A top school for butlers opened its first overseas branch on the mainland this month, hoping to cultivate a culture of service in a country that is, it says, beginning to appreciate the finer points of presentation.
The International Butler Academy, based in the Netherlands, said its new school in Chengdu, Sichuan province, would cater to the "huge increase" in the super-rich on the mainland, many of whom yearn for royalty-standard service.
"I think China has the best food in the world, but, unfortunately, the same cannot be said of the standard of service here," said Thomas Kaufmann, a seasoned Swiss trainer of butlers.
Watch: International Butler Academy opens in China's Sichuan province
"That's why we are here, to show people in China - not necessarily better - but a different way of doing things," Kaufmann said.
The school hopes to get its students from the staff working at the city's luxury hotels and high-end property developers, and that the same places will hire its graduates.
"Unlike a couple of years ago, now clients increasingly ask for butler service. So, properties in the city are in need of a lot of butlers, and they are extremely happy that we are here now," he said. "The prospects look promising."
The school is a joint venture between the academy and Chengdu-based Langji Real Estate Company. The academy claims it has trained staff for many wealthy families, including the royal family of Jordan and companies including American Express and champagne maker Veuve Clicquot.
The mainland's well-heeled are used to relying on domestic helpers - typically middle-aged women coming from less-developed provinces - but as their tastes grow more diverse, in everything from wine to clothes, the skill set of most maids falls short.
The rising demand for butlers in Asia follows a long decline in their popularity in the West. There are about 10,000 butlers in Britain, down from 30,000 in the late 1930s, although their numbers have recovered from a low in the 1980s, according to the International Guild of Professional Butlers.
In one training session at the school recently, students learned the differences between dozens of plates, in different shapes and sizes, laid out on a long table. Some plates are not meant to be eaten from directly, while others, like a bread plate, has very specific uses.
Francois Courberand, an instructor from France, showed them how to serve from a platter.
"Your plate must overlap the guest's; you don't want to dirty your guest or the expensive linen on the table," he said, showing how it's done. "You must also keep your plate flat so the gravy doesn't slide onto your elbow."
Hu Cheng, a 27-year-old who works for a five-star hotel, gave the new move a try and apparently needed more practice as he did not get close enough to the guest.

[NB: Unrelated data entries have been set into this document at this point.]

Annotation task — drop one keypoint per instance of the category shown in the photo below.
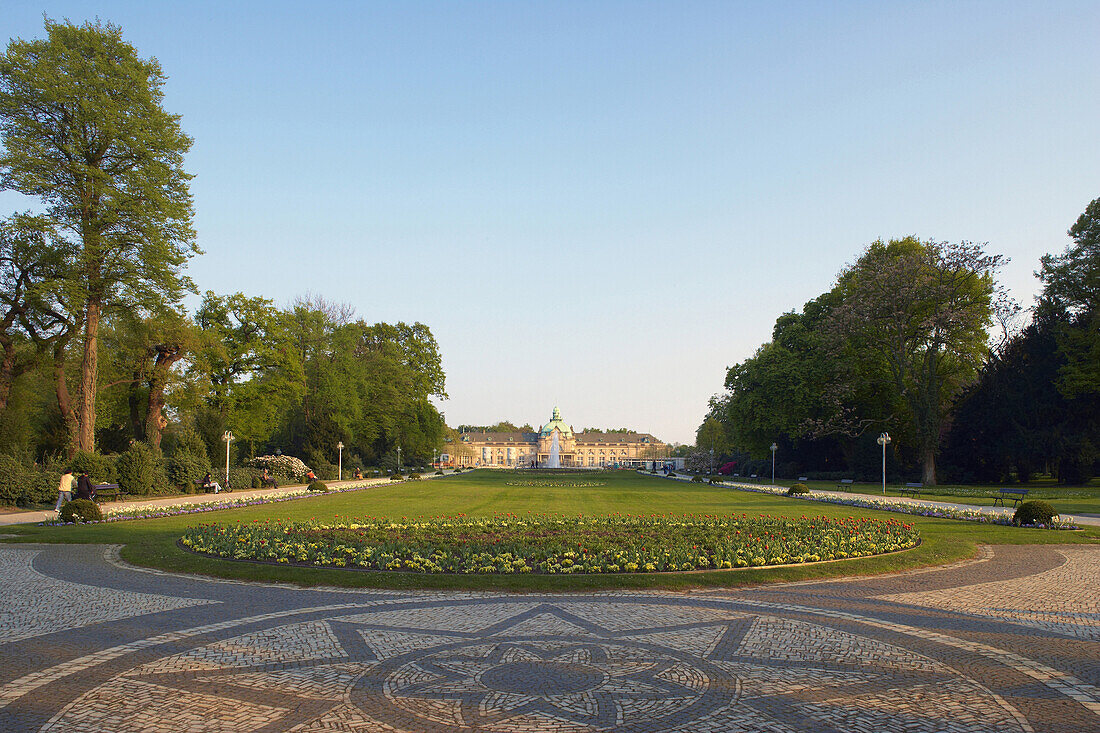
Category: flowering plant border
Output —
(548, 544)
(123, 514)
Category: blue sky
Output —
(604, 205)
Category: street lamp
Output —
(884, 440)
(228, 437)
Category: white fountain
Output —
(553, 461)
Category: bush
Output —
(185, 469)
(80, 510)
(22, 485)
(136, 470)
(282, 467)
(100, 468)
(1033, 513)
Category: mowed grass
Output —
(1065, 500)
(153, 543)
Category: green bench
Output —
(911, 489)
(106, 491)
(1015, 494)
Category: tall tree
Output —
(84, 130)
(1071, 294)
(922, 309)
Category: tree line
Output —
(97, 350)
(919, 340)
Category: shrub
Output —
(1033, 512)
(282, 467)
(80, 510)
(100, 468)
(136, 470)
(242, 478)
(185, 469)
(21, 484)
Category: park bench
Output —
(912, 489)
(106, 491)
(1015, 494)
(209, 487)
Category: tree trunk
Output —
(89, 381)
(154, 416)
(64, 402)
(928, 467)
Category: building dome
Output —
(556, 422)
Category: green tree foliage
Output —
(138, 470)
(1036, 405)
(921, 309)
(248, 362)
(85, 132)
(889, 347)
(1071, 294)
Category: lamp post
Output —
(228, 437)
(884, 440)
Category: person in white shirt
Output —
(64, 490)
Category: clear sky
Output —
(603, 205)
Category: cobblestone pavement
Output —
(1008, 642)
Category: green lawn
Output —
(153, 542)
(1066, 500)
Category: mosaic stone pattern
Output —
(888, 654)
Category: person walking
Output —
(84, 487)
(64, 490)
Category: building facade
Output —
(591, 449)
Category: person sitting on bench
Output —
(208, 482)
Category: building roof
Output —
(593, 436)
(556, 422)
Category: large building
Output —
(574, 449)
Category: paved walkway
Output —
(1007, 642)
(31, 517)
(1076, 518)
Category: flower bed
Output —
(548, 544)
(122, 513)
(552, 484)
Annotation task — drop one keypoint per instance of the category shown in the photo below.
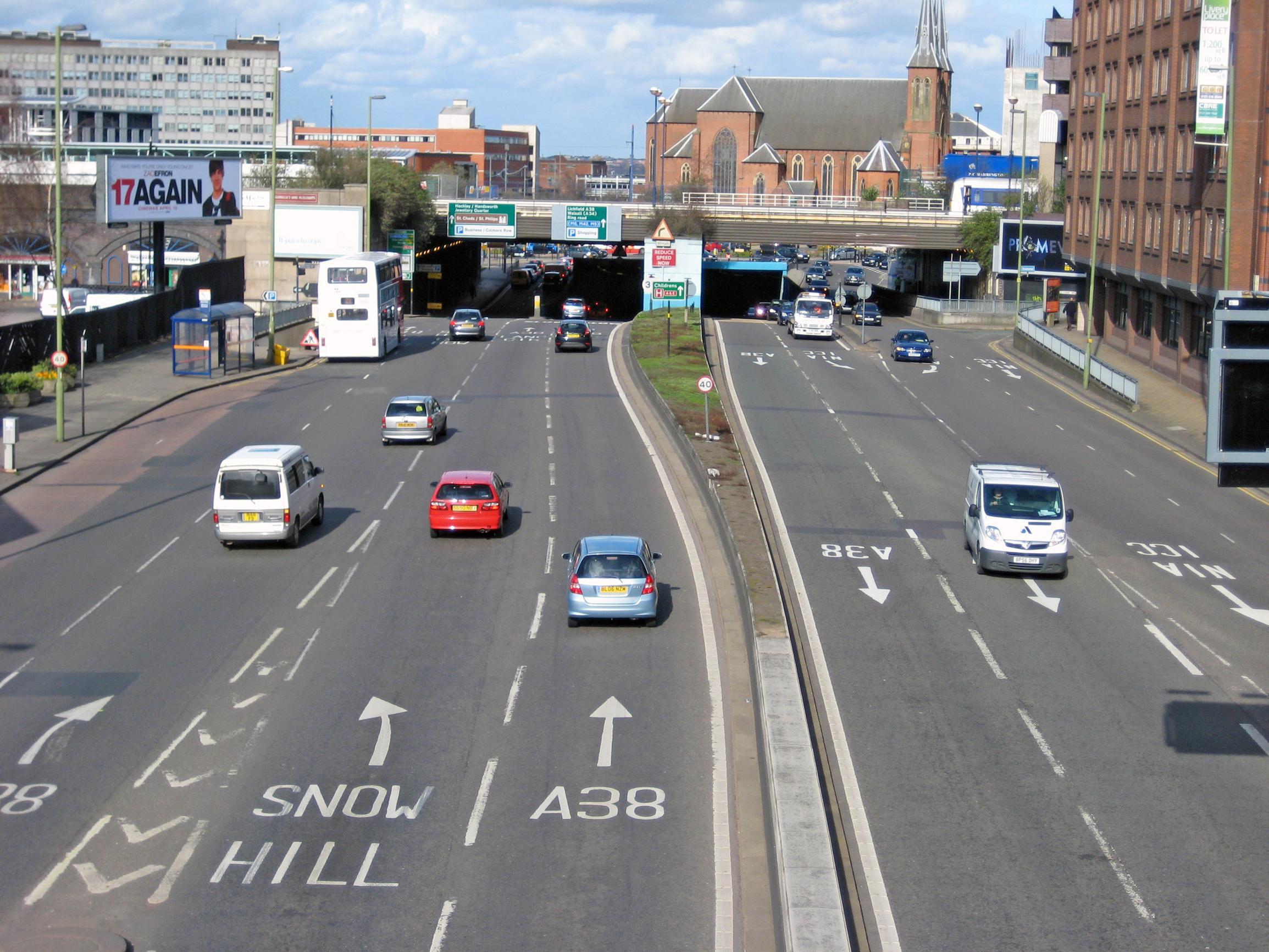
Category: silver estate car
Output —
(612, 577)
(414, 418)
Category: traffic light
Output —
(1238, 390)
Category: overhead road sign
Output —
(481, 220)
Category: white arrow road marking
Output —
(1257, 615)
(84, 712)
(1040, 598)
(608, 710)
(875, 593)
(384, 710)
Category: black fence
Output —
(124, 326)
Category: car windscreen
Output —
(612, 567)
(1023, 502)
(251, 484)
(465, 490)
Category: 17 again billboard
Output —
(151, 188)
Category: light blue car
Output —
(612, 577)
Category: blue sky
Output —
(578, 69)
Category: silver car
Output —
(414, 418)
(612, 577)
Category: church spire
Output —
(932, 38)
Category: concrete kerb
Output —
(38, 469)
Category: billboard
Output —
(1041, 249)
(318, 233)
(154, 188)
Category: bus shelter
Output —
(210, 341)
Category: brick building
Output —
(1163, 219)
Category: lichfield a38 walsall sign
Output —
(154, 188)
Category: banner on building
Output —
(1213, 69)
(154, 188)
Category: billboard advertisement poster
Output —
(1041, 249)
(155, 188)
(1213, 69)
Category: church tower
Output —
(928, 130)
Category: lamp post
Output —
(58, 220)
(651, 159)
(370, 107)
(273, 201)
(1097, 230)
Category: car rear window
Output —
(612, 567)
(465, 490)
(251, 484)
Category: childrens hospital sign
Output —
(150, 188)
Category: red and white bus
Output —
(361, 309)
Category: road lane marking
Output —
(537, 616)
(167, 753)
(99, 604)
(1173, 650)
(481, 800)
(513, 694)
(343, 585)
(315, 588)
(988, 655)
(394, 494)
(146, 564)
(1120, 871)
(367, 536)
(1040, 740)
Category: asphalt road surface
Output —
(379, 740)
(1044, 765)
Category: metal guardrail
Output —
(1115, 381)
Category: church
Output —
(768, 135)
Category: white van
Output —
(1016, 519)
(267, 494)
(812, 317)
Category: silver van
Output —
(267, 494)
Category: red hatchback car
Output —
(469, 501)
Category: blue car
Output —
(913, 346)
(612, 577)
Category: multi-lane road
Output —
(379, 740)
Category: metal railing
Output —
(1115, 381)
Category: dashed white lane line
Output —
(537, 616)
(1172, 649)
(317, 588)
(481, 800)
(1041, 743)
(99, 604)
(513, 694)
(394, 494)
(988, 655)
(1117, 865)
(146, 564)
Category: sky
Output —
(579, 70)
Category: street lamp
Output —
(370, 107)
(1097, 230)
(273, 200)
(58, 225)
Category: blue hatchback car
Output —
(612, 577)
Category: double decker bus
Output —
(359, 305)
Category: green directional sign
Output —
(481, 220)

He also did not hold the plate flat, despite taking some time to compose himself.
"You're only about 5km away from the guest, and the gravy is sliding towards your elbow," Courberand said. "No hurry, we have a spare bedroom."
Hu works at the front desk and isn't required to serve food, but he said it was good training to know a bit about everything.
"These things aren't important at all to many people, but learning them has made a difference to me. I have become more presentable," he said.
Classes come in two varieties: hospitality and butler training. The three-week hospitality class targets hotel employees and costs 27,000 yuan (HK$34,000), with living expenses included. The six-week butler training, for those who want to be house managers, costs 40,000 yuan. Each class is limited to 25 students.
In addition to its four instructors from Europe and the US, the Chengdu school plans to hire local instructors and will have a localised curriculum - for instance Chinese table-setting.
Before they opened the school, Kaufmann and his team reached out to five-star hotels in the city and offered a free three-week course for selected staff in an attempt to hit the ground running.
The gesture was appreciated and the 24 places were quickly snapped up, but as the date for the class neared many of the hotels said guests would be arriving and their staff would not be able to take part.
"As the old saying goes, everything that is given for free is worth nothing. A lot of the hotels agreed to send their staff, a lot of them then pulled out. Today, a hotel called me saying a VIP guest was coming and their staff had to stay. That's totally understandable, but how would it have looked if they had paid for it? I'm sure they wouldn't have pulled out," Kaufmann said.